An announcement about Figshare, an online repository for academics to publish and share research materials, caught my eye, and opened up a new niche that I had not known about. The announcement was related to a premium version being offered, with private shared contexts (‘collaborative spaces’) and additional private storage.
I find the wholesale shift toward open research in the academic world heartening. Figshare has a competitor in Zenodo, a similar solution offered by the research organization at Cern, in Europe.
Here’s an example of some research posted at Figshare:
Users can create profiles, upload files (max 2G per file), and in particular share their data with other researchers.
This is only a first glance, and I can’t really put the tool through its paces as I am not really an academic despite the occasional seven syllable word.
My sense is that Zenodo is more fully featured, and potentially more large scale, since CERN is using it to share data from the Large Hadron Collider. Zenodo, for example, it supports integration with Dropbox.
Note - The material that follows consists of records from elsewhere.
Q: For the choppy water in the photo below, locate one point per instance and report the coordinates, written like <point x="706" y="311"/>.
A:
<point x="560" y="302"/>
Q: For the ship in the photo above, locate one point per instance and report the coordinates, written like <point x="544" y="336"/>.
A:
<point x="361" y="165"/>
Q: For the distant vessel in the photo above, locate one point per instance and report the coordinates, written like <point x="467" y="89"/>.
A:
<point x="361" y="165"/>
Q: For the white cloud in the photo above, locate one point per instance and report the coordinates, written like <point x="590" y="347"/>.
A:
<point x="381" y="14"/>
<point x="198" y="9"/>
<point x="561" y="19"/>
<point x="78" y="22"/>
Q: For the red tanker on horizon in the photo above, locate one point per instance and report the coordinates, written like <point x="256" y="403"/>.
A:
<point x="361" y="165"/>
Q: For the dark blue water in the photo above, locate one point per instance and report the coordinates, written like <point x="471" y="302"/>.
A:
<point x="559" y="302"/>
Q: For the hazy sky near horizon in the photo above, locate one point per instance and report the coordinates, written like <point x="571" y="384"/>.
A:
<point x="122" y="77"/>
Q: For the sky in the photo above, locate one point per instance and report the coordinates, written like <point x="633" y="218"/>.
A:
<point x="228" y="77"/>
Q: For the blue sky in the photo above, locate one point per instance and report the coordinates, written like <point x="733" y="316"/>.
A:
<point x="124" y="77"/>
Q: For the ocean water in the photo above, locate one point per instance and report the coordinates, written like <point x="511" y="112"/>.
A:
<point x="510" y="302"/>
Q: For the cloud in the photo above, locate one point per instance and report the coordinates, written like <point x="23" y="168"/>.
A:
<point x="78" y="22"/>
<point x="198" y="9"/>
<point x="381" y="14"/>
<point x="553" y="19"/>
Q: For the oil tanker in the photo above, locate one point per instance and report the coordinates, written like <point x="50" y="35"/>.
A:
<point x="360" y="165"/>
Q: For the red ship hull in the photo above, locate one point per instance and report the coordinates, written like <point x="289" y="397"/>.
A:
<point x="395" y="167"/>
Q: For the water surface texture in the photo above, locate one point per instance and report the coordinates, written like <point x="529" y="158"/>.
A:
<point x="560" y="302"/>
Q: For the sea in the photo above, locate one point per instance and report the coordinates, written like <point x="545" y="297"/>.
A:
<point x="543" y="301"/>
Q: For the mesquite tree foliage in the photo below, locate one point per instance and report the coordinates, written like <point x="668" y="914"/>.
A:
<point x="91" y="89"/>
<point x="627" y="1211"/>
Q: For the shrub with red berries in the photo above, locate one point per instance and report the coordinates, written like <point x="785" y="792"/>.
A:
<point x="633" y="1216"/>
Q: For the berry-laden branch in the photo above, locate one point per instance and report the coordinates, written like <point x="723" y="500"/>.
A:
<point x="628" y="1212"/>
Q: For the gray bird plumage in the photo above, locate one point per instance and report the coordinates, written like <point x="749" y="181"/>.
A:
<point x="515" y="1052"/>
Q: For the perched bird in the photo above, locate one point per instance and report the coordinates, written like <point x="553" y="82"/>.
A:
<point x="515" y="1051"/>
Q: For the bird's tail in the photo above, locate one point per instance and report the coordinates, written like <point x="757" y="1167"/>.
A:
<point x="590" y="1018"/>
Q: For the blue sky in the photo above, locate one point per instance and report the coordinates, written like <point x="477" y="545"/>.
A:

However, Figshare and the CLOCKSS Archive have partnered to use the CLOCKSS geographically network of redundant archives at 12 major research libraries around the world.
Here’s a Zenodo screenshot:
The two feel very similar, and don’t seem very social: there’s no ‘following’ people for example. However, the purpose of these tools is principally around the open sharing and access to research materials and data.
As I recently mentioned, Gild has developed technology that can read open source software and compare that with social behaviors among programmers online to establish who are the best programmers (see The future of work: 4 trends for 2014). I’m certain that in a few years — or less — we will read about algorithmic tools mining the information latent in these open research repositories to assess scientists, and perhaps make connections between researchers attacking similar problems in complementary ways.